La centinela pasó a su lado sin mirarle siquiera. Apartó de sus pensamientos al millonario y se concentró en el Gris. Era el momento de comprobar si opondría resistencia, si desafiaría abiertamente a los ángeles. Miriam lo dudaba, el Gris no era ningún estúpido, pero había algo que no encajaba en esta ocasión.

No importaba que hubiera matado o no a Samael, el Gris debía saber que irían tras él, que Mikael estaría encantado de aprovechar la ocasión para aplastarle. Miriam hubiera apostado a que se ocultaría y trataría de escapar de algún modo, especialmente si era inocente, para ganar tiempo hasta que descubrieran al verdadero culpable. Sin embargo, el Gris no había huido. No le entendía..., y no le importaba.

La habitación estaba cerrada por dentro, el pomo no giraba. Miriam golpeó la puerta, llamó con un grito. Escuchó movimiento al otro lado, susurros, no le gustó. Con un suave tirón, extrajo el martillo. El primer golpe desencajó la puerta, el segundo la derribó, la convirtió en astillas.

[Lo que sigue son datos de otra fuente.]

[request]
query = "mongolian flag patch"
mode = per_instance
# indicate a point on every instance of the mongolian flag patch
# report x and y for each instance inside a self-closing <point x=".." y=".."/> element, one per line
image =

La centinela entró en la habitación. Una triste lámpara de mesa despedía una luz escasa, que dejaba la estancia en las tinieblas. Captó un fugaz movimiento por el rabillo del ojo, a su derecha. Era el Gris, silencioso y discreto, apenas perceptible al amparo de las sombras. Y peligroso. Miriam empuñó con fuerza el martillo, se dispuso a atacar.

Entonces le llegó un silbido por el lado opuesto, por la izquierda. Volvió la cabeza y lo vio. No era demasiado tarde.

-Por fin te encuentro -dijo la voz de Plata a su espalda-. Venía a ofrecerte mi protección para ir al cónclave. No dudo...

Miriam no podía hacerle caso. Un puñal volaba directamente hacia ella, rasgando el aire que la separaba de Álex, quien lo acababa de arrojar. Debía girar el cuerpo e interponer el martillo en la trayectoria o estaría muerta. Era rápida, podía conseguirlo.

-... y te alegrarás de que te escolte por si te ataca un dragón -seguía Plata-. Su fuego es... ¡Maldición!

Tropezó. Miriam alcanzó a ver cómo caía sobre ella, interrumpiendo el movimiento de su arma. Los dos metros de estatura de Plata la cubrieron por completo y ambos cayeron al suelo. La centinela perdió el martillo, que rodó por el suelo.

Se sacudió de encima el cuerpo y se puso en pie tan rápido como pudo. Plata no se movía. El mango de un puñal sobresalía de su espalda. La hoja era de unos cuatro centímetros y estaba profundamente clavada a dos dedos de la columna vertebral.

Sonaron pasos a la derecha. Miriam no podía ocuparse de Plata, aún estaba en peligro. Tenía que encontrar su martillo.

Y lo hizo.

Su formidable arma estaba bajo la bota del Gris. Eso la dejaba indefensa.